Recruitment has an AI problem but another filter won’t fix it.

WIRED recently described this as an “AI doom loop”, with candidates and employers increasingly using technology to overcome problems created by the technology being used on the other side.

At the same time, AI adoption across recruitment is accelerating. LinkedIn found that 37% of recruiting organisations were actively integrating or experimenting with generative AI in 2025, up from 27% the year before.

And the CV itself is changing too.

ABC News reported that growing numbers of candidates are using AI to tighten language, tailor applications and present their experience more effectively. As a result, recruiters are seeing more polished applications, but also more CVs that look and sound increasingly similar.

So this isn’t nessecarily saying AI is the problem but what we’re asking it to do right now.

TIME TO RETHINK THE RANKING

A CV is only the beginning

Most recruitment systems still place enormous emphasis on the information contained in an application.

Job title. Keywords. Skills. Experience. Location.

AI can make searching that information considerably quicker.

  • It can summarise a CV.
  • Compare it against a job description.
  • Generate a match score.
  • Rank a database.

 

But recruitment doesn’t stop once you’ve found someone whose CV matches a role.
Actually, that’s where the useful information starts appearing…

  1. You speak to them.
  2. You discover what they’re really looking for.
  3. Their salary expectations have changed.
  4. You learn they’re available immediately.
  5. They explain which parts of their previous role they actually enjoyed.
  6. You find out that a skill listed prominently on their CV hasn’t been used for three years.

 

An interview reveals strengths that weren’t obvious from the application.
You speak to five candidates and suddenly realise that the person who looked strongest on paper isn’t necessarily the strongest person in the process.

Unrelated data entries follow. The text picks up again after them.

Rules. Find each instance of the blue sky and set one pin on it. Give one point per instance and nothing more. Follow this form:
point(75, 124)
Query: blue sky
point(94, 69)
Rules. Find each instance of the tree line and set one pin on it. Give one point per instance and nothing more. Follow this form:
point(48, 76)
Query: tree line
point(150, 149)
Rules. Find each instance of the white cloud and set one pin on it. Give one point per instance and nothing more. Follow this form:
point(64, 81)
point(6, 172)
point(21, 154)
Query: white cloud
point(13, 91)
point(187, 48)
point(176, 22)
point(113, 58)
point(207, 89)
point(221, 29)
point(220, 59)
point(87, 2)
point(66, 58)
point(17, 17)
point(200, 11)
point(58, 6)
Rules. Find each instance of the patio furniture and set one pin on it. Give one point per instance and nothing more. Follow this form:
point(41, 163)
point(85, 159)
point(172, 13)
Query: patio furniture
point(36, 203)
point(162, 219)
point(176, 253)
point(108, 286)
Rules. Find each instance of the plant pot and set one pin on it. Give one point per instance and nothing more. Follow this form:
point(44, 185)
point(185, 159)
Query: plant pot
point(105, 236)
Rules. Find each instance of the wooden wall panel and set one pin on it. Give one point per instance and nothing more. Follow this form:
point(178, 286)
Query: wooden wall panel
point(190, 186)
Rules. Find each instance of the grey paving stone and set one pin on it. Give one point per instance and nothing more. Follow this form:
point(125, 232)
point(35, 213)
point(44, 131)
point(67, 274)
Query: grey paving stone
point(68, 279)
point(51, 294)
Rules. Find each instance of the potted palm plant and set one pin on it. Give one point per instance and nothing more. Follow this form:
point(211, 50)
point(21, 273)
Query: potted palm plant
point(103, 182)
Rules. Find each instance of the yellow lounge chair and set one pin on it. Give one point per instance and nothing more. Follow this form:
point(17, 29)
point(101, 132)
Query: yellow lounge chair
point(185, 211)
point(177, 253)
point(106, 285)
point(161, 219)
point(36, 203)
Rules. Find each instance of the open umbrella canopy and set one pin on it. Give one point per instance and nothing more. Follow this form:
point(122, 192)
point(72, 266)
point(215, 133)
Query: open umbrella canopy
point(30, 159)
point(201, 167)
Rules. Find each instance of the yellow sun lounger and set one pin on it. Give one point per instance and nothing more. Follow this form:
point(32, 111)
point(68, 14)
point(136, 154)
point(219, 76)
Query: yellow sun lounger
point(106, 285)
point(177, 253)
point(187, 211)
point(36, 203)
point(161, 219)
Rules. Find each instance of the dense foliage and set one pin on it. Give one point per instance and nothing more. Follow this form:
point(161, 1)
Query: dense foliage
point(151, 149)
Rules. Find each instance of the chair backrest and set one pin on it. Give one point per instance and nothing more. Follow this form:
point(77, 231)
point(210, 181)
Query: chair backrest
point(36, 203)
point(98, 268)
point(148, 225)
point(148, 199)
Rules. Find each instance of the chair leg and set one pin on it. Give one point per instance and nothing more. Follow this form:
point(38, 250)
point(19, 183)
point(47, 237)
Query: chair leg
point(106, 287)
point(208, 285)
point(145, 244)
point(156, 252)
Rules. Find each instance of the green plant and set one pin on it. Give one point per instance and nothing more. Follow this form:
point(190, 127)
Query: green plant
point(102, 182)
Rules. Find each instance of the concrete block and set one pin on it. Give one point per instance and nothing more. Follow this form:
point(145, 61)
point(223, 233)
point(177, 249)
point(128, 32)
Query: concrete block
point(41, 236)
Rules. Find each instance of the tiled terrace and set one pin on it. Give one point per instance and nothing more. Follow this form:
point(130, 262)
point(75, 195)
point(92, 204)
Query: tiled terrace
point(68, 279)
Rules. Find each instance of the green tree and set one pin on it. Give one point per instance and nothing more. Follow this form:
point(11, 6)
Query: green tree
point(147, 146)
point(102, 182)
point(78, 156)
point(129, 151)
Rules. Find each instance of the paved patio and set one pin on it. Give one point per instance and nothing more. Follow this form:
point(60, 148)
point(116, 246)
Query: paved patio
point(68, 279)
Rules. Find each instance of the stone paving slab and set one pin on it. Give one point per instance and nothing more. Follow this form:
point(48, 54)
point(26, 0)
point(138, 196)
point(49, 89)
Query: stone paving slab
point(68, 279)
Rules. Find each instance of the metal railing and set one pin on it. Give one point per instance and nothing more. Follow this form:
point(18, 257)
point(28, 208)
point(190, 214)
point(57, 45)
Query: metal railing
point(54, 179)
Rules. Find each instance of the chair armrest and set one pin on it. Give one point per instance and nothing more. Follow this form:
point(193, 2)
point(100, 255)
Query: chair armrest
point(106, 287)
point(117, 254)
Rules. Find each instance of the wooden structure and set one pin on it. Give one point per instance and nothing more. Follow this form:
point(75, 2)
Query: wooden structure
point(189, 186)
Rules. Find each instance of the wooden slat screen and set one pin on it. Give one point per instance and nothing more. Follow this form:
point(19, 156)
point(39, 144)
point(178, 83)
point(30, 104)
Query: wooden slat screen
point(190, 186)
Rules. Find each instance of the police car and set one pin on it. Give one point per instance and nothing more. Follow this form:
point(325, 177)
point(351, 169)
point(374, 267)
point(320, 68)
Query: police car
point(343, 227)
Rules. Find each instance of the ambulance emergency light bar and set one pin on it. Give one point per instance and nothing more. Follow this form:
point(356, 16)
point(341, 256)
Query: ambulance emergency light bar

Yet in many ATS platforms, the original CV remains the centre of gravity; the recruiter keeps learning.  The system doesn’t.

JOBTETRIS IS DESIGNED TO KEEP LEARNING

Closing the recruitment AI loop

Rather than treating candidate matching as something that happens once at the point of application, JobTetris can keep updating relevance as new information emerges.

Interview notes, availability, salary discussions, changing preferences and recruiter feedback can all alter who is genuinely the best fit. The same is true once a shortlist starts to take shape, because candidates are no longer being judged only against the job description, but against the other realistic options in the process.

Someone who looked strongest on paper may become less suitable once salary or skill recency is discussed, while another candidate may become more relevant after interview.

JobTetris can reflect those changes, helping recruiters move from asking “who matched best at the start?” to “who is the strongest candidate based on what we know now?”

That is what closing the AI loop looks like.

HOW CAN WE VIEW THE BIGGER PICTURE

Recruitment isn’t an absolute score.

Candidate matching is often presented as if it can be reduced to a single percentage: a 92% match, an 84% match, a 76% match. But recruiters operate in context rather than percentages. Once you’ve shortlisted three people, the relevant comparison isn’t necessarily each candidate against thousands of records in the database, it’s increasingly a comparison between those three people themselves.

One has stronger technical experience, another interviewed better. One is immediately available, another has worked in almost exactly the same environment, while one wants $20,000 more than the client’s budget. Those things change the decision, so the technology should be able to change its view too.

JobTetris allows the information gathered during recruitment to influence candidate relevance, rather than continually returning to the same static application data.

FINDING A SYSTEM THAT DELIVERS

Adding AI to an ATS is not the same as transforming recruitment

AI can already write adverts, summarise CVs and speed up admin, but the bigger opportunity is helping recruiters make better decisions as the process develops.

SHRM found that while 51% of organisations were already using AI to support recruitment, only 24% said it had improved their ability to identify top candidates.

This is such an important gap as a candidate who looks strong on paper may become less relevant once salary, availability or recent experience are discussed, while someone who initially ranked lower may become the better option after interview. Proper use of AI, such as within JobTetris can use that new information to keep candidate relevance up to date, rather than relying too heavily on the original CV.